Darth Anarchus "Boston Style" Bullion Forgeries are the full weight silver copies of Portrait 8 Reales made for use in the China Trade between roughly 1870 and 1930. These were made in the US (Boston was the first instance I heard of) and other international locations to supply Portrait 8R coins for people trading with mainland China.
The Chinese merchants were familiar with the Portrait 8Rs and trusted them above all other silver trade coins. The Chinese merchants preferred high grade coins - but the practice of chop marking coins soon reduced many of the coins to nearly unrecognizable lumps of silver. In the 1870's and 1880's some Chinese merchants began paying a premium of 5% or more for high grade Portrait 8Rs. The Chinese merchants referred to the coins as "Bustman" dollars.

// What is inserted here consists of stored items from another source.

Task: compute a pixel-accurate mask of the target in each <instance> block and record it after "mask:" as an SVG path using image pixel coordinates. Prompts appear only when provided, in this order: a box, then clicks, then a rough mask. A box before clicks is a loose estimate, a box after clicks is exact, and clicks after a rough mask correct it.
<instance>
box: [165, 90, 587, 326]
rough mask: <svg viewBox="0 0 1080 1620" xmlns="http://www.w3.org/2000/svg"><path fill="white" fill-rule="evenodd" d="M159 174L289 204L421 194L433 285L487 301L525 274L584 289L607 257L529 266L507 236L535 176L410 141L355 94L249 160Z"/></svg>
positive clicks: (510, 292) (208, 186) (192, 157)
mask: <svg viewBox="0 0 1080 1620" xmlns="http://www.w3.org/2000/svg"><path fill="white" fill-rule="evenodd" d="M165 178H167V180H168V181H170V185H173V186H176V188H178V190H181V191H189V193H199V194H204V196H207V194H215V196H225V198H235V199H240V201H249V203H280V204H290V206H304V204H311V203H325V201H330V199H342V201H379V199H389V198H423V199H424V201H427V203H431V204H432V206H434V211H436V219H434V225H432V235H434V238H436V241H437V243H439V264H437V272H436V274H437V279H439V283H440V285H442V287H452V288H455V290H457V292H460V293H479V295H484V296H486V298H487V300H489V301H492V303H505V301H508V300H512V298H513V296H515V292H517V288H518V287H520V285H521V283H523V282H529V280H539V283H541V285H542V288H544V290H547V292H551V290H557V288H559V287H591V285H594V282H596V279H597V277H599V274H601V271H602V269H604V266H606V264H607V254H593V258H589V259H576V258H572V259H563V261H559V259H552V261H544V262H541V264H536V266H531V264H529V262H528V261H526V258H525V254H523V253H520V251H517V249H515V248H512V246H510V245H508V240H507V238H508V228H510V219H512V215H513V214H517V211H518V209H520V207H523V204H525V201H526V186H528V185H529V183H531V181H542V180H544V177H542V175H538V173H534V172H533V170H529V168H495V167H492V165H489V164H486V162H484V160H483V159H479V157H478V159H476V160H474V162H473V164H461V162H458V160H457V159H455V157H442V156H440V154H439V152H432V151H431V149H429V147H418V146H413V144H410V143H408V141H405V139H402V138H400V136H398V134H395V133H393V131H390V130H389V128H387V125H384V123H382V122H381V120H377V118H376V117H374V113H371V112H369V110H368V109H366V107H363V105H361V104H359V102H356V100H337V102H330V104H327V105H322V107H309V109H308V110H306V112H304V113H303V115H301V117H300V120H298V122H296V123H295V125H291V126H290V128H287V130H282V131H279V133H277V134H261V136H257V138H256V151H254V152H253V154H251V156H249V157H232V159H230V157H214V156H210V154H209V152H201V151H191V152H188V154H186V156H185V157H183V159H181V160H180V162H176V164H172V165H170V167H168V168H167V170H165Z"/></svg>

Starting in the 1870's, silver discoveries in the US west dumped so much silver on the market that world prices fell. The supply exceeded demand and so the standard "dollar" soon contained less than a dollars worth of silver. Sharp operators would present silver bullion at the mint for coining dollars and then trade the silver coins for gold at banks. The ratio between gold and silver was drastically altered and eventually many countries went off the silver standard. There are many books covering the dispute between the proponents of the silver and gold standards.
But the Chinese merchants had a preference for silver and they wanted Portrait 8Rs which were last produced about 50 years earlier.
There was an attempt at about this time to open a branch US mint in San Francisco to make only MEXICAN Portrait 8R coins but the deal fell apart when Mexico demanded a percentage fee for the US to make them. But that did not stop "private" industry from filling the need. Millions of copies of the Portrait 8Rs were made for export to China over the next 5-6 decades. The trade in "bullion copies" did not cease until about 1930 just prior to the Chinese government demonetizing the OLD Bustman coins.
The fact that portrait 8Rs were made in large numbers has been known about for many years but a simple way to identify these bullion copies has never been found. The dies used were very well made by professional jewelers, token and button makers. Private mints were common at that time and operated legally in the US as long as there was no intent to defraud the merchants by using too little silver. In some cases, sterling silver (more available in some markets) was substituted for 900 fine silver. These are detectable by SG. A few were made in debased silver down to about 700 fine - these too can be identified by SG.
The impetus for the trade was the ability to secure the coin that the Chinese wanted. There was a 15% premium for quantities of 8Rs from Mexico (I suspect they too were making new bullion copies. It is hard to believe that even Mexico had substantial numbers of old Portrait 8Rs in the 1870's in high grades. Mexico wanted a 15% premium for the coins. I would propose that these Mexican made "restrikes" would have used IDENTICAL methods and so may be 100% undetectable).
So, at some points in time, bullion copies of the 8R could be made for 35 to 50 cents each for materials. In China these could be used to buy goods valued nearer to $1. Under the circumstances there was no shortage of people willing to make the coins.
In my hometown, there was a factory that produced these coins from about 1880 to 1930. I actually spoke to one of the last surviving members of the production crew in the 1960s and heard first hand the stories of the production. It was a large scale operation that produced thousands of coins A DAY.
So starting when I was a teen, I went on a quest to figure out HOW to identify these coins and separate them from the "originals".
jfransch I am unaware of Mexico using a single die edger at any point in production. The edge mills were all set up for two die bars and using one to edge with one die would have required far too much time in my opinion. Each coin blank would take exactly twice as long to edge and at the half way point the coin would have to be taken out and re-inserted. There are some instances of old chipped edge dies and non-matching old edge dies coming back into service after they had been retired. To me this indicates an effort to keep the two die edgers in production. I suspect the single edge die apparatus was not used by the Mexicans.
However, when machine power replaced human power (like in the US in 1880) a powered edger could be used to edge a coin with one die or with a rotary die. This was FAST. But created one overlap.
I have also experimented with trace contaminants (detectable by XRF) as markers for the type - but I find that once again the "experts" in the field are saying simply "don't bother". "There is no way to tell." But no one that I know has tried with anything other than colonial copper coins trying to isolate the mines the raw materials came from. I would prefer to experiment and prove it does not work, but to do so I need access to an XRF for an extended period of time. I did a few tests (about 12) when I had access to an XRF in 1999 and the results were "promising" but I would need 100's or 1000's of tests to "prove" it to the experts.
odentheviking and
RealPeso The attitude that these 1870-1930 copies are REAL drives me nuts. If that criteria is acceptable, does that mean that the Chinese silver counterfeits made last week will be REAL someday?
Just because it may be difficult to distinguish between the REAL coins made from 1771 to 1825 - the Late Bullion Counterfeits 1870-1930 and the Modern Frauds made anytime is that any reason NOT TO TRY?